House Speaker Paul Ryan and quite possibly some in popular vote loser Donald Trump's own cabinet team (say, like maybe Ryan's old colleague Tom Price, who is now Secretary of Health and Human Services) seem to be trying to capitalize on Trump's ignorance and hoodwink him into rushing Obamacare repeal. He's somehow come up with the idea that he can't do tax cuts, which is probably a higher priority for him, until health care is done.
Referring to his own enthusiasm for tax reform, Trump explained, “I can’t do it until we do health care, because we have to know what the health care is going to cost and—statutorily—that’s the way it is. So for those people who say, ‘oh, gee, I wish we could do the tax first,’ it just doesn’t work that way. I would like to do the tax first.”

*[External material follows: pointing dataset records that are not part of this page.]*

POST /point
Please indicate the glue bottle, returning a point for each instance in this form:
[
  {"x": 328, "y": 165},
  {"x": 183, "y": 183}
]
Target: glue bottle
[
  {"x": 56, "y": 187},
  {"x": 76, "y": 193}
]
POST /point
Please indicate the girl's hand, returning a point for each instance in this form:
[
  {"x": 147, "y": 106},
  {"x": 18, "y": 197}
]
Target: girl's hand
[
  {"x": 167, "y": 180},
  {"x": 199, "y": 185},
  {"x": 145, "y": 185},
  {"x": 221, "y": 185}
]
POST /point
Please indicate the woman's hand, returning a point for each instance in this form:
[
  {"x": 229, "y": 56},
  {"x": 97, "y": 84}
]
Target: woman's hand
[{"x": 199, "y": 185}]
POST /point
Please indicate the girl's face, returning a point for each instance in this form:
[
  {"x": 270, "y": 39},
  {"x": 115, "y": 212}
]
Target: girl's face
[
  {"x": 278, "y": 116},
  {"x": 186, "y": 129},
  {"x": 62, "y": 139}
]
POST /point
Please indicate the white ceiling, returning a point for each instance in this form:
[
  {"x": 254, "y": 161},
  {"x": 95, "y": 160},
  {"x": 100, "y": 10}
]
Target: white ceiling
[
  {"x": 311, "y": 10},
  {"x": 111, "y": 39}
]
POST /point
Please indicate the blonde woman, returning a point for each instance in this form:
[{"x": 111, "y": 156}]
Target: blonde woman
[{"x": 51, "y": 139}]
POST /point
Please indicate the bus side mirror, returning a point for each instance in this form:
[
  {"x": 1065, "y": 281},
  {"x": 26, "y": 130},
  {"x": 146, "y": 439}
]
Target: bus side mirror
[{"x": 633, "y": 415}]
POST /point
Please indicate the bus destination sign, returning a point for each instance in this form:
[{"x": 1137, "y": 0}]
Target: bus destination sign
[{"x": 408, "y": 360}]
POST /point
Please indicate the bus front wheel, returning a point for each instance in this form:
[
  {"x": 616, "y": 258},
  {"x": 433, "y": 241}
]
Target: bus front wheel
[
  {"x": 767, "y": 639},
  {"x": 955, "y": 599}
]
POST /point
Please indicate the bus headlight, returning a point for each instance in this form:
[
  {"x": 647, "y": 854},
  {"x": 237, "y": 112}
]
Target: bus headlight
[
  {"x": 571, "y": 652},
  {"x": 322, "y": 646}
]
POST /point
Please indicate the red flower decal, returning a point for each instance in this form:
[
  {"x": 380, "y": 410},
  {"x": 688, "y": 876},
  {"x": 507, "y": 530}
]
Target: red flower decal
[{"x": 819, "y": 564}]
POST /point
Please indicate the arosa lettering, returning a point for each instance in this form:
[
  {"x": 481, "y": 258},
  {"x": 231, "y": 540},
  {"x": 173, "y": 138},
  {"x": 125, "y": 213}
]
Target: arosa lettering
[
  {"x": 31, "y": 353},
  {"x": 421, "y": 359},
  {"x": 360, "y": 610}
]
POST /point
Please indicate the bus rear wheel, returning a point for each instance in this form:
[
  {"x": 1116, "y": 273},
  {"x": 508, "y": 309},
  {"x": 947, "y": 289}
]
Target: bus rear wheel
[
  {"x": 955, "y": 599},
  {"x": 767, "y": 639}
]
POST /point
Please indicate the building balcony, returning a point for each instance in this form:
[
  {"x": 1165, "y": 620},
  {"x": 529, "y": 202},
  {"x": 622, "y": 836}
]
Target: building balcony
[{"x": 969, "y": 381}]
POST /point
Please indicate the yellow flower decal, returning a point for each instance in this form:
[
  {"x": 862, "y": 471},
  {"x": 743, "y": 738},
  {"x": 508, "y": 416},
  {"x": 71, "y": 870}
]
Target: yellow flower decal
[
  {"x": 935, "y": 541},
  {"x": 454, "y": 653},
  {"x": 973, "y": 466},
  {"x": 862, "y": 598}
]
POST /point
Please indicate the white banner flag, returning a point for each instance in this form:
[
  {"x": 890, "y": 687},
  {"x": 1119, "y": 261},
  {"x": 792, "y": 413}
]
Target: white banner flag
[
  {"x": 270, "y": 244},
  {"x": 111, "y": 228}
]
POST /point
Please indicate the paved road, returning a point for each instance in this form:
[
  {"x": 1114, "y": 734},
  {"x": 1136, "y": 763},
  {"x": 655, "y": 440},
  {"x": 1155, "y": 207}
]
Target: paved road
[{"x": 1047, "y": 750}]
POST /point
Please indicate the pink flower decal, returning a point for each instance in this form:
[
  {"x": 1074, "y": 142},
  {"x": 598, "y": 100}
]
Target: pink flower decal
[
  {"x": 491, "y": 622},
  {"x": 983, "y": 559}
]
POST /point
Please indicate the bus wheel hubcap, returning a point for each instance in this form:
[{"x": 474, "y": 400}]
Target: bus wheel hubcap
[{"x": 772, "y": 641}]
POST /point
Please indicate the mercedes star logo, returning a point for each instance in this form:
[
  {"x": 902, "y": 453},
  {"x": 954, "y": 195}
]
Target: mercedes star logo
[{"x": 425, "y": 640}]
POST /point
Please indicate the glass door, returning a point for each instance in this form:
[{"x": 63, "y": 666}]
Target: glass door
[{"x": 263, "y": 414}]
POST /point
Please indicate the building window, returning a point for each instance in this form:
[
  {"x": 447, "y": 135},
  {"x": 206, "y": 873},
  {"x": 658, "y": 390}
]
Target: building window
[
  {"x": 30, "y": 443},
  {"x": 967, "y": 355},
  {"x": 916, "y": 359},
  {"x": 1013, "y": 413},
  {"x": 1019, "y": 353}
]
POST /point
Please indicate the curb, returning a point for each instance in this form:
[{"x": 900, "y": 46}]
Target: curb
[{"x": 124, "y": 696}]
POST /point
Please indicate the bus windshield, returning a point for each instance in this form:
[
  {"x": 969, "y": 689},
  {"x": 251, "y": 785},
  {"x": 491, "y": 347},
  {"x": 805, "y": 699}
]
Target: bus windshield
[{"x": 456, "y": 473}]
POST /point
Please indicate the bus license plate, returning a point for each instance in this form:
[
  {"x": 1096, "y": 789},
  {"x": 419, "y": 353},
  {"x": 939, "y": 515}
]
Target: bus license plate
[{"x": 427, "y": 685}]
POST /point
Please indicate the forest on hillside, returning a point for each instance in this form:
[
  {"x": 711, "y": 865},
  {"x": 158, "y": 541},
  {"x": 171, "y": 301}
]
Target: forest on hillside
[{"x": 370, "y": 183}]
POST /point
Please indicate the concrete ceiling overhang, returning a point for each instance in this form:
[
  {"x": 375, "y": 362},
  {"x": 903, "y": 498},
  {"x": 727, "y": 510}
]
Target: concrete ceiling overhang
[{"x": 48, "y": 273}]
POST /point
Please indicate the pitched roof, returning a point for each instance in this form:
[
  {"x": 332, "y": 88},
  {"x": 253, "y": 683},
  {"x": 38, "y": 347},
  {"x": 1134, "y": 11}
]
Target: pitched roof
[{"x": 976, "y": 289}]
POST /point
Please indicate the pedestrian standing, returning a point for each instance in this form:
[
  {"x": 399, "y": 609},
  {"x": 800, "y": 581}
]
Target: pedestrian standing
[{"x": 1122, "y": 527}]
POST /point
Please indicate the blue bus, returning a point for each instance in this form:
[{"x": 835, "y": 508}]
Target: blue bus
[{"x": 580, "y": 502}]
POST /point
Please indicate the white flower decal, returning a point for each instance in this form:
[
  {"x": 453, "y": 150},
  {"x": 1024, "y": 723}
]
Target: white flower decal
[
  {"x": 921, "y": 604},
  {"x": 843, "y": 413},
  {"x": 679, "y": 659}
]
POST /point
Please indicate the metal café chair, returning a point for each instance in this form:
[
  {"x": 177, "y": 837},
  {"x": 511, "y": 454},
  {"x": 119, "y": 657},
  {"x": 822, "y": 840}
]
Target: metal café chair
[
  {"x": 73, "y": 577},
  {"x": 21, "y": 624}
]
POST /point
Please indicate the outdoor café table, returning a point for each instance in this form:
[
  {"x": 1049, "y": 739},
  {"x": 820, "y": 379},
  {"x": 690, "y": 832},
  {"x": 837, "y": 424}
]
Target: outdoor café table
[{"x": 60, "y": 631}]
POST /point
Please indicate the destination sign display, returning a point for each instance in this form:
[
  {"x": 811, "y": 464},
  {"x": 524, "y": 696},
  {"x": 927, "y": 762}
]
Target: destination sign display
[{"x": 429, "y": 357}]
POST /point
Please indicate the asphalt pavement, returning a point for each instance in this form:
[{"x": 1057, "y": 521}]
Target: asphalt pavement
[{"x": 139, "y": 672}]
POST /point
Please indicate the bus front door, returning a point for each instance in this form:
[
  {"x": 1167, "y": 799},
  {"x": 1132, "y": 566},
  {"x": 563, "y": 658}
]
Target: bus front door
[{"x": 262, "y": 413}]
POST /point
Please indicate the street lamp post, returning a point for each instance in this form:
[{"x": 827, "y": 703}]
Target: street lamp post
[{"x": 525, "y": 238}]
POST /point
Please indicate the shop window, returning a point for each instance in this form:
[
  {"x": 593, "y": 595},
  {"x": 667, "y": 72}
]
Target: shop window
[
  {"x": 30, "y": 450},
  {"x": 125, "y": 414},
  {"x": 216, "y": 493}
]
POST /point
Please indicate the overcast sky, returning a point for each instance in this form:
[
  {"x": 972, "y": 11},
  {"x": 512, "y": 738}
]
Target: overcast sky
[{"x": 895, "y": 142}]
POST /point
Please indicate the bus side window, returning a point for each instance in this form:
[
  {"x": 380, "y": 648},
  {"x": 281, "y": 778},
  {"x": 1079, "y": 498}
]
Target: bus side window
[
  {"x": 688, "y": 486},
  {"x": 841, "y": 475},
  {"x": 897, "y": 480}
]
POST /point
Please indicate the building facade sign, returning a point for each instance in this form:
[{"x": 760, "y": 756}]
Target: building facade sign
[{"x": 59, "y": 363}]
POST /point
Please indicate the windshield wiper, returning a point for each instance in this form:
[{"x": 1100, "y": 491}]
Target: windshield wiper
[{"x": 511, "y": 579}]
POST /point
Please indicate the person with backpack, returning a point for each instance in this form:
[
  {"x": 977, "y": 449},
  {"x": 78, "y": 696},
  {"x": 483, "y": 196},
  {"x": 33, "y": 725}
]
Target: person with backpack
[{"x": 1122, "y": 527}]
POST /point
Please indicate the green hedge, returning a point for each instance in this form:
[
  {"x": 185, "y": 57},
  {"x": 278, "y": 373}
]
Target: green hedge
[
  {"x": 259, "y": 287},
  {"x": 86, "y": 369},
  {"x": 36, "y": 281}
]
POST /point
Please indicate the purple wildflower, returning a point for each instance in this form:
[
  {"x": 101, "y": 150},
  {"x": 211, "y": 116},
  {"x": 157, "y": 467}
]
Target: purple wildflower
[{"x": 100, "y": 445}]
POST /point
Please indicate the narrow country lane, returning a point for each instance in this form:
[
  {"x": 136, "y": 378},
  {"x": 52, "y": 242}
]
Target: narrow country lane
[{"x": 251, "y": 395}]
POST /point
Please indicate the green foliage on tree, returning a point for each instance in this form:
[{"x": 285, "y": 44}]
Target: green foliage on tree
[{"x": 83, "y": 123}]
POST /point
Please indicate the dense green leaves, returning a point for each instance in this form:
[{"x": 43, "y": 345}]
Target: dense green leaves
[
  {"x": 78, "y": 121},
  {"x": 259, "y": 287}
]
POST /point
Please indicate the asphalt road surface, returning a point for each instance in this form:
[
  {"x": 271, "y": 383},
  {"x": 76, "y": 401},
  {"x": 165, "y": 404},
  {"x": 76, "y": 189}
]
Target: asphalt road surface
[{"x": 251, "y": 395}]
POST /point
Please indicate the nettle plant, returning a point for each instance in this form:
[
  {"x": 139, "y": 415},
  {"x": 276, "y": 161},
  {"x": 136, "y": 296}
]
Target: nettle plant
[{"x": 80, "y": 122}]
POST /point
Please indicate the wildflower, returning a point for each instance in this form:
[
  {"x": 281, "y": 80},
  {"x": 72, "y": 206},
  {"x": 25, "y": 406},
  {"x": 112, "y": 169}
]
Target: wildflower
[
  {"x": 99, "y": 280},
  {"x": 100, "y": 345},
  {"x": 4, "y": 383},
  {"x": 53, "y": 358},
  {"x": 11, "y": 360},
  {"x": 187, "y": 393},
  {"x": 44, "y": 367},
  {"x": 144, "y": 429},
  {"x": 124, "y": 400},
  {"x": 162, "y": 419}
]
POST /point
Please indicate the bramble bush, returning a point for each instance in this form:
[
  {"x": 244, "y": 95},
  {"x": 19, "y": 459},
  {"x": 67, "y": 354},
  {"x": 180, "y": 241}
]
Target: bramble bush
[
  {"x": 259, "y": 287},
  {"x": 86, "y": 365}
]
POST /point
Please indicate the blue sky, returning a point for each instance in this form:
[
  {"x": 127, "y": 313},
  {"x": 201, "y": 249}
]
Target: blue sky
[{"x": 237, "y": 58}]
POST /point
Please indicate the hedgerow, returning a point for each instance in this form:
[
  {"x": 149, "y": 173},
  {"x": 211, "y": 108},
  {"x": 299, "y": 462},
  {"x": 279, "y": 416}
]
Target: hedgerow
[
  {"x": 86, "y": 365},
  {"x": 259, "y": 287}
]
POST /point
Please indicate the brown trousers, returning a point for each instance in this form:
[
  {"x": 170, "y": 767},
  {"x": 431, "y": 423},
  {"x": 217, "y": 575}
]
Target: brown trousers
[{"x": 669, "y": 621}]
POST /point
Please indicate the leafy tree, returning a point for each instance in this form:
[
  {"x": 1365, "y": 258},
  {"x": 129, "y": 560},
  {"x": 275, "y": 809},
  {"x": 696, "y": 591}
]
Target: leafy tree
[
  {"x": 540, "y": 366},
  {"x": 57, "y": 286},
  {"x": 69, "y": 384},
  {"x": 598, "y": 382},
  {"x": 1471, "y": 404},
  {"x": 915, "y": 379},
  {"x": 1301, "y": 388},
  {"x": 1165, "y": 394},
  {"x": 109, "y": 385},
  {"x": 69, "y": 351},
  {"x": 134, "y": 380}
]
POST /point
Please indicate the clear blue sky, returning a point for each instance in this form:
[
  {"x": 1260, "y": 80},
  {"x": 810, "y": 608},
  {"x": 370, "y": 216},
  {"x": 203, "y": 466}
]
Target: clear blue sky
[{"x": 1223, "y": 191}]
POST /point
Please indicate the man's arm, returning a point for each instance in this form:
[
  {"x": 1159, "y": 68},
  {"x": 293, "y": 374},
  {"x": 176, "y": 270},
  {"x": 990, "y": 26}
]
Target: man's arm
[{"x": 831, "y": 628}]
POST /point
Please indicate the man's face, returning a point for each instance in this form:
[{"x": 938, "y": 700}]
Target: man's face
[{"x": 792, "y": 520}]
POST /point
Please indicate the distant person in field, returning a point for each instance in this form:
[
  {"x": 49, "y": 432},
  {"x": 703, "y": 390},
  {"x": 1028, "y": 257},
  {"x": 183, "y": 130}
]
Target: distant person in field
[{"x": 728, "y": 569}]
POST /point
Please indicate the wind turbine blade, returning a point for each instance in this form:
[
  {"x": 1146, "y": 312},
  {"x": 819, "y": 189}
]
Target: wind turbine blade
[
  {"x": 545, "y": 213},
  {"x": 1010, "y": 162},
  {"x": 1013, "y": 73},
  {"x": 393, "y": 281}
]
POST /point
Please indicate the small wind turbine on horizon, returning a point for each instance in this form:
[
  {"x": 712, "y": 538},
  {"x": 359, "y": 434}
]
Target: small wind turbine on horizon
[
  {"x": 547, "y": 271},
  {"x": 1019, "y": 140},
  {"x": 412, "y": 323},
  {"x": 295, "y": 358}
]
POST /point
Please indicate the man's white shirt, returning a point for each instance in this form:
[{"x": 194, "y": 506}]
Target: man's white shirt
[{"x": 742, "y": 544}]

Trump is wrong about this. There is no statutory requirement for him to do health care before he works on tax reform. What’s at issue is simply Paul Ryan’s legislative strategy. Ryan wants to pass a tax reform plan with a party-line vote, which means he needs to use the budget reconciliation process to avoid a Senate filibuster. […]
If Congress wanted to, they could easily reverse this order of operations. Ryan and Trump could set ACA repeal aside and work on a revenue-neutral tax reform plan. Then if it passes, they could consider health issues separately. Ryan doesn’t want to do it that way. And to be clear, that’s him making a choice, not a statutory requirement. But people in Trump’s circle seem to have misinformed him about the sequencing—possibly in order to prevent the president and the speaker from getting into a dispute about it.
Maybe Ryan's big rush to ram repeal through is to get it done before Trump figures this out.